As we compose the Cornell of the future, one of the great unresolved questions before us concerns the degree to which our undergraduates share in the intellectual life of the university. As early as 1937, President Day lamented what he called "a cult of campus indifference" among undergraduates, a lack of "enthusiasm for things intellectual." I know that our students, among the most gifted and best prepared in the nation, put a great deal of energy into their coursework, and I know they need a change of pace at the end of a hard day. But how many of them, among friends and contemporaries, express excitement about what they are learning? How many, outside of class, eat, sleep, and breathe ideas?

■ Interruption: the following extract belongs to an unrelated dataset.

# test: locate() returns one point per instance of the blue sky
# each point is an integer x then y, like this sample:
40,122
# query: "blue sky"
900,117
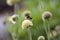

Increasingly, as you know, our students' culture is electronic, while ours continues to be print-based. The young people we are trying to initiate into the intellectual life were born into a world of computers, VCRs, video games, and "virtual reality." Their neurons have developed along with the consumer-oriented technologies that surround us: their thought processes are nonlinear, dynamic, multi-centered, multi-sensory. Most of us on the faculty continue to emphasize the written text. This generational divide may be somewhat less pronounced in the best universities, but it is evident nonetheless, and it is becoming wider with each entering class -- along with many other widening social and cultural differences. That is why our decade-long obsession with the so-called culture wars, the making and unmaking and remaking of the literary canon, is so utterly beside the point -- and why it is time to put the these over-discussed issues to rest. We should be building bridges in the direction of our students, not staking out territory on the rifts we have opened among ourselves. The best scholarship today suggests that the human condition is a complex blend of biology and culture. Single causes and dichotomous thinking are increasingly anachronistic in this world of complexity and hyper information.

It's not a matter of choosing between patrician and plebeian culture. It's a matter of enlarging our understanding of culture itself, expanding our intellectual horizons. As Toni Morrison has written, "Canon debate, whatever the terrain, nature, and range. . ., is the clash of cultures. And all of the interests are vested." In uncovering these vested interests, and owning up to them in ourselves, we gain fresh perspectives on our disciplines and draw our students into a re-energized, and a more honest, academic debate. Hence the tremendous intellectual vibrancy of hundreds of Cornell classrooms.

Undergraduates need even more opportunities, inside and outside the classroom, to experience this intellectual ferment. They need stepping stones into what is, for them, the remote world of faculty research, where the life of the mind is lived with greatest intensity. Our graduate and professional students already enjoy such opportunities, and we are discovering that, in a number of disciplines, involvement with faculty research is of benefit to undergraduates as well. In the future, I hope we will use our ingenuity to find new ways of drawing all students closer to the heart of our intellectual enterprise, and thus closer to the community as a whole.

I end this monologue, and begin our community conversation, with Emily Dickinson, the most inspired of American intellects and the quintessential cultivator of the human mind:

The Brain -- is wider than the Sky --
For -- put them side by side --
The one the other will contain
With ease -- and You -- beside

The Brain is deeper than the sea --
For -- hold them -- Blue to Blue --
The one the other will absorb --
As Sponges -- Buckets -- do

The Brain is just the weight of God --
For -- Heft them -- Pound for Pound --
And they will differ -- if they do --
As Syllable from Sound

As we join in cultivating and improving the human mind, composing Cornell anew, I hope that our endeavor will bring us to a deeper understanding of each other. With you, I look forward to continuing that journey of exploration and discovery.